• Carolyn Steele Agosta

Old Books. Or if you prefer, SENIOR Books.

I’m a big fan of Downton Abbey and, of course, I love the library that features in so many scenes. I wish they would do a close-up so I could see what they’re reading. (The TV series Gilmore Girls used to let us know what the daughter was reading, all the time.) Closer to home, I’ve several times visited the library at the famous Biltmore Estate, where it’s possible to at least get a glimpse. Most of the books in the library are non-fiction, but when you get to the servant’s quarters, they actually have shelves full of the (inexpensive) popular fiction of the day. I guess they wanted to keep the servants from filling up on trash.


The thing that’s lovely about these libraries are the old books, with their elegant bindings. I bought my first set of old books when I was about 24, from a used bookstore across the road from where I worked. It was a complete set of Dickens, published in 1900 by Collier, with an unidentified illustrator. The complete set of 28 volumes cost me $35 – a real bargain, although it was still 1/3 of my weekly take-home pay in those days.

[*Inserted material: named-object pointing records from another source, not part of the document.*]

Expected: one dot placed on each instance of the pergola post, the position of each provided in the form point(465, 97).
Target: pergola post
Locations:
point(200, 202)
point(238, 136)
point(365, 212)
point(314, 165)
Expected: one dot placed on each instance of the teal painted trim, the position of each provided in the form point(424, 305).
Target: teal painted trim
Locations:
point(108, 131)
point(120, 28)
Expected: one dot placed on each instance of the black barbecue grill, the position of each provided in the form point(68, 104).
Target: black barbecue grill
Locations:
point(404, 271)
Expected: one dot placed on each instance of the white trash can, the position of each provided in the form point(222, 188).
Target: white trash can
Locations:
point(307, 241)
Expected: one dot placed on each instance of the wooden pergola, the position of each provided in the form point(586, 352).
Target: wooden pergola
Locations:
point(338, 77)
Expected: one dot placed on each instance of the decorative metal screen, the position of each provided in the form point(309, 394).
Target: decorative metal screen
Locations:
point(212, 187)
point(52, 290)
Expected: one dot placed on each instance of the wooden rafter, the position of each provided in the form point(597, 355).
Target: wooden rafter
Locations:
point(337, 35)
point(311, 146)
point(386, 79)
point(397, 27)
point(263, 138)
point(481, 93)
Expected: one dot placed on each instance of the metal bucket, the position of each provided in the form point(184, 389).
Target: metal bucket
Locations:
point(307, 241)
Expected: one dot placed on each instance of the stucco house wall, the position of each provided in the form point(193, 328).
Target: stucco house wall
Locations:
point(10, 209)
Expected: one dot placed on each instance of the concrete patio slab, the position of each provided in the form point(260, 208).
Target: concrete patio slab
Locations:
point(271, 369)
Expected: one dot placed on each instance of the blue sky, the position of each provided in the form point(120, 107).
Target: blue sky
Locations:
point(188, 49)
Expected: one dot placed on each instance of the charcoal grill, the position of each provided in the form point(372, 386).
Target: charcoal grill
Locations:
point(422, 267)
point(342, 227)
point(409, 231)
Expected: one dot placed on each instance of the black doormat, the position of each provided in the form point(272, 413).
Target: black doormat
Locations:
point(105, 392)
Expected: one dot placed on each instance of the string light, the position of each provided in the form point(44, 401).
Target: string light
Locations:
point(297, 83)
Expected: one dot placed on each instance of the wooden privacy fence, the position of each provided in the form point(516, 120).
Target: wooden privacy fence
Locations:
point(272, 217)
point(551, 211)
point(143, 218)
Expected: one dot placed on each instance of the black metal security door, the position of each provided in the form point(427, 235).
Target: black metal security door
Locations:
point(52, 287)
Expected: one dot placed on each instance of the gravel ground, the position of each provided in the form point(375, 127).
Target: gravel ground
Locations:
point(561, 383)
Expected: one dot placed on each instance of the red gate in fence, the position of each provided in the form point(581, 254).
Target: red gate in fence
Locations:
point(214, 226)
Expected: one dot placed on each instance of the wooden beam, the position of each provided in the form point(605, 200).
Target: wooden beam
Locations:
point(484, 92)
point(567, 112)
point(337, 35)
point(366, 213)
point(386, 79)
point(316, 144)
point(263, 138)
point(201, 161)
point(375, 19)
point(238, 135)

I love those books. I love the thin sheets of paper, the cloth bindings (not leather, sadly), the weight and heft of the books. They set me down the path of buying other old books, including Their Wedding Journey by William Dean Howells, published in 1894, and a handsome illustrated book titled Bachelor Belles, published in 1908. It features illustrations by Harrison Fisher, linked to various poems.

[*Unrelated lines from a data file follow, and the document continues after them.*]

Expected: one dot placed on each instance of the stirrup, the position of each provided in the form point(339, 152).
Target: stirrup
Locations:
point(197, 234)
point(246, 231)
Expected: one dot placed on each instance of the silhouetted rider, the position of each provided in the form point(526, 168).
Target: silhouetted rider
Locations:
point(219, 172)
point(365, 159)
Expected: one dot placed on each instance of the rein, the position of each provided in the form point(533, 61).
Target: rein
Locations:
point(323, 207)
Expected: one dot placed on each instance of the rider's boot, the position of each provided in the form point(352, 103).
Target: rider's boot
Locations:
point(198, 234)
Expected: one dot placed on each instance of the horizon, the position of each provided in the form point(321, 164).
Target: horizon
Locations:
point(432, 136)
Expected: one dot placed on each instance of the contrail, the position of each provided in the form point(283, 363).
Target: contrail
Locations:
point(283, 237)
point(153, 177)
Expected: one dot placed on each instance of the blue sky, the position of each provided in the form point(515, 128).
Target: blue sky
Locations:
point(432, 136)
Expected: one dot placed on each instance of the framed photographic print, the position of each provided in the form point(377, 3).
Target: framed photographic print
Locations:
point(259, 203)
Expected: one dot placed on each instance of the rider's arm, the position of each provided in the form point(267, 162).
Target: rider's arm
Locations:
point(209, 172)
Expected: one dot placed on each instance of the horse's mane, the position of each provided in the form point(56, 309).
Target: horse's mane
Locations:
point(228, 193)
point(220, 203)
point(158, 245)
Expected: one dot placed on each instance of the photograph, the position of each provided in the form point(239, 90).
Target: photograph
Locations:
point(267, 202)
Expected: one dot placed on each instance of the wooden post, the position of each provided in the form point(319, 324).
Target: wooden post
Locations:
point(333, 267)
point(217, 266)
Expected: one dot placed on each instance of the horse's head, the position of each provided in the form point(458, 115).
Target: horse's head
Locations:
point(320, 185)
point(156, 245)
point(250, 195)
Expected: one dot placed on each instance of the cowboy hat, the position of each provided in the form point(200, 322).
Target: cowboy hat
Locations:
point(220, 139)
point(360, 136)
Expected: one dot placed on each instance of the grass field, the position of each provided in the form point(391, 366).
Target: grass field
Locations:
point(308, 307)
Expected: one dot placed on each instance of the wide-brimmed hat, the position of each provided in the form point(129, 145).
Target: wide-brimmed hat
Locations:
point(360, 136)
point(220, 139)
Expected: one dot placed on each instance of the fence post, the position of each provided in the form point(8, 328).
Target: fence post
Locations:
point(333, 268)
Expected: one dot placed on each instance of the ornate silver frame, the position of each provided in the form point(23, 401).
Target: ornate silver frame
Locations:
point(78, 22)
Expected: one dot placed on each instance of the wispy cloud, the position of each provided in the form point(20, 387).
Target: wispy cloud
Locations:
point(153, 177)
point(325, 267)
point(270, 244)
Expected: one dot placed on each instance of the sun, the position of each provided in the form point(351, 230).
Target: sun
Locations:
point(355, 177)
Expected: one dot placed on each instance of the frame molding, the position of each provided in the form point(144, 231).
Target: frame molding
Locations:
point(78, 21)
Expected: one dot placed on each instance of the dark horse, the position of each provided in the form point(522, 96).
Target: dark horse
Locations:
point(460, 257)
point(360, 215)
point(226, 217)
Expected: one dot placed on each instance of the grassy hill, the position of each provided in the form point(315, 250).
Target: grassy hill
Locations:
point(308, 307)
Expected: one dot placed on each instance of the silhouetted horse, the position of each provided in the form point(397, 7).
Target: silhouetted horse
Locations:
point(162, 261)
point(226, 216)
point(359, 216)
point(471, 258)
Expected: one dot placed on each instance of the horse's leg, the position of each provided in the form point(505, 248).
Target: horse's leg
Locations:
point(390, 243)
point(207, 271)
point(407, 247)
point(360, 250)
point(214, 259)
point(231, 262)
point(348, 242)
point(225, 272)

In the past five years, I’ve accumulated a complete set of Sir Walter Scott (1898), a complete set of O.Henry (1917), a very delicate copy of Jane Eyre (1898), and other old books. I’ve found that E-Bay is my friend. And it’s quite surprising what bargains are out there.


I’ve also collected books that aren’t quite as old, but still look fantastic on the bookshelf. A partial set of Anthony Trollope, published 1940. A complete set of David Hume’s History of England, from 1950, and several books from the Modern Library press, with publication dates in the 1940’s and 1950’s. I really like the size of these books, so different from today’s enormous hardbounds.





I do enjoy these authors, but I have to say, I enjoy them more in antiquarian books. It’s nice to hold a piece of history in your hands. Some of the books have inscriptions in them – somebody gave them to somebody at some point, and someone read them. It’s nice to think of them giving pleasure to various people over the years.


As for modern books, I have plenty of them still lining up on my bookshelves, but I’ve removed their dustjackets. What??!!!! I prefer the way they look without them. Sue me.


It’s my understanding the rich folks like the Vanderbilts or the fictional Crawleys often had books professionally re-covered, if their original bindings weren’t impressive enough. Lay on the marbled end papers! The gilt lettering! The Moroccan leather covers! (and then, sell them to me…)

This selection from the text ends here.